Golf He's back, in a major way. In this part of New Jersey, some three timezones from his San Diego home on the opposite side of the continent, but the place where he has been adopted as a favoured son, the roars came in waves as Phil Mickelson – ice-cold in the majors since his breakthrough win in the Masters last year – bombed one putt after another on the parched greens to escape the logjam and assume the midway lead in the 87th US PGA Championship at Baltusrol.
This, unbelievably, was the same man who had gone awol in the majors thus far this year. But he chose the right time to get hot again.
In the environment he most cherishes, that of a major championship, Mickelson’s sheepish grin was back, so too his hunched shoulders, as he performed like an escape artist at times to conjure up a second-round 65 that put him on eight-under-par 132, four shots clear.
Lest anyone was escaping the present, Mickelson – who doesn’t have a good record as halfway leader in majors, never completing the job from a similar position on three occasions – remarked, "certainly, there’s a lot of golf left."
In many ways, Mickelson rode his luck. As Sergio Garcia, one of his playing partners, observed, "when you mix good putting with good lies every time you’re in the rough, that all adds up to a 65."
Still, Mickelson did what he had to do: get away from the logjam that had seen no fewer than 27 players within two shots of the lead at the conclusion of the first round.
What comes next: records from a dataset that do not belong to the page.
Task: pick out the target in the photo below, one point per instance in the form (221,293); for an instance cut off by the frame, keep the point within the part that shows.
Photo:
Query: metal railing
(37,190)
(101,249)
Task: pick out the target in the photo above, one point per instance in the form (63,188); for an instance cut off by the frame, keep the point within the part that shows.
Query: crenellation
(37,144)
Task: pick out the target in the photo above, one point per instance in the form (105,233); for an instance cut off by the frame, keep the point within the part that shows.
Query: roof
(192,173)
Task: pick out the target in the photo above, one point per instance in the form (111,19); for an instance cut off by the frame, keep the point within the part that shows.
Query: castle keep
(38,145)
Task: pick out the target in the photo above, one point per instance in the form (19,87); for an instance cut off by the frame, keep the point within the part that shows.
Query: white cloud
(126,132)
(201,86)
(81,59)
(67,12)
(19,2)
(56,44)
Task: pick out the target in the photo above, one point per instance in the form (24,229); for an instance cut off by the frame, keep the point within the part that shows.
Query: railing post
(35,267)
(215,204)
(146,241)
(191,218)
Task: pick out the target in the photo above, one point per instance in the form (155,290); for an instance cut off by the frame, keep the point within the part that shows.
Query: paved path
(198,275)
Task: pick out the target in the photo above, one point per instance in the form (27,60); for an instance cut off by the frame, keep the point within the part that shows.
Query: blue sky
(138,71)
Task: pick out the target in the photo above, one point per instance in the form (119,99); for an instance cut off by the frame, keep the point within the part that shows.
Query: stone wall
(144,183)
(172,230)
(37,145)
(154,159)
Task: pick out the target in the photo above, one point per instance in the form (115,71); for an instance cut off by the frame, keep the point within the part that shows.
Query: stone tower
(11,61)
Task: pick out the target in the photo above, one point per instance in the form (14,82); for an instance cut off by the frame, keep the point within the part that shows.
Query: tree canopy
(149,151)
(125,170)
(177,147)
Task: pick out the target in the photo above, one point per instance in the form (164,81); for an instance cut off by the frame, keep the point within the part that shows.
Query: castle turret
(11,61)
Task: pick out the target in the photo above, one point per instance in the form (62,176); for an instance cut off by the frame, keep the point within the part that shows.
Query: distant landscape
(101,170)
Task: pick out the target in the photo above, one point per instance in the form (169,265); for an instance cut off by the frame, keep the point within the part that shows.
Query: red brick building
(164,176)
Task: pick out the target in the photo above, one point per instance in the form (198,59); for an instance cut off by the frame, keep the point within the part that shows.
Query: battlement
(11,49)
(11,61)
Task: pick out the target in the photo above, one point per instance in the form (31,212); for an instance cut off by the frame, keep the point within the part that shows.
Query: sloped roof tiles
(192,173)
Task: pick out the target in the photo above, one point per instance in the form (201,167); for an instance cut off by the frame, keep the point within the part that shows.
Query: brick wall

If the gods looked kindly on Mickelson, it wasn’t so for Tiger Woods. With the Masters trophy and the claret jug already on his mantlepiece following his wins at Augusta and St Andrews, Woods was fighting manfully to avoid missing the cut in a major for the first time as a professional. The world’s number one suffered three successive bogeys from the second to make his precarious position even more perilous. But birdies at the 11th and 12th got him back to five over at a stage when the cut looked likely to be at four over.
Indeed, Woods had just played his tee-shot to the par-three fourth hole – which, as if to underline his struggles, plopped into the water that guards the green – when a bizarre incident occurred on the other side of the pond. A large limb on a red oak snapped, injuring three people. The most serious injury was to a television technician who had been working in an adjacent TV tower – he suffered a broken leg.
On another day of intense heat, with players’ shirts sticking to their bodies as if wrapped in cellophane, Paul McGinley – adding a 70 to his opening 72 for 142 – was the only Irish player of the quartet participating to survive the cut.
Yet, there was a semblance of a European challenge: Lee Westwood shot his second successive round of 68, to join Davis Love and Rory Sabbatini on 136 in the clubhouse.
Westwood has gone back to coach Pete Cowen and has started using a sports psychologist in recent months, but refusing to provide his name.
"I felt like I wasn’t thinking as clearly as I could do . . . he’s not really a sports psychologist, more of a lifestyle psychologist," he said.
While Westwood was to the forefront of the European challenge, his fellow-Englishman Greg Owen – who has Dubliner JP Fitzgerald on his bag – shot a second-round 69 to be on 137.
Mickelson, though, was the player who moved atop the leaderboard – having started the day in a six-way tie for the lead – as he produced an eventful round that had the roars reverberating around the course. The highlight came on the 18th hole, his ninth, where he hit a four-iron approach to 20 feet and holed the eagle putt.
In the old days, what happened next would have led to a freefall of sorts. Mickelson drove into the left rough on the first, his 11th, and ran up a doublebogey.
His response, however, was to cover his closing stretch in two under to sign for a 65.
Most of the work had been done on his first nine, which he covered in 31 strokes with four birdies, that eagle and a lone bogey. The bogey came on the 16th where he hit a fiveiron tee shot into the greenside bunker, chipped out to five feet and missed the putt. That transgression with the putter was to be a rarity. More often than not, he rolled in the succession of birdie chances presented.]
"I think the thing that I was most pleased with was the way I was able to let go of some bad shots and forget about it and move on," said Mickelson, who knows better than most that he has held the halfway three times in majors – at the 1996 US PGA and the 1999 and 2004 US Opens – and failed to complete the job. It’s time to put that statistic right.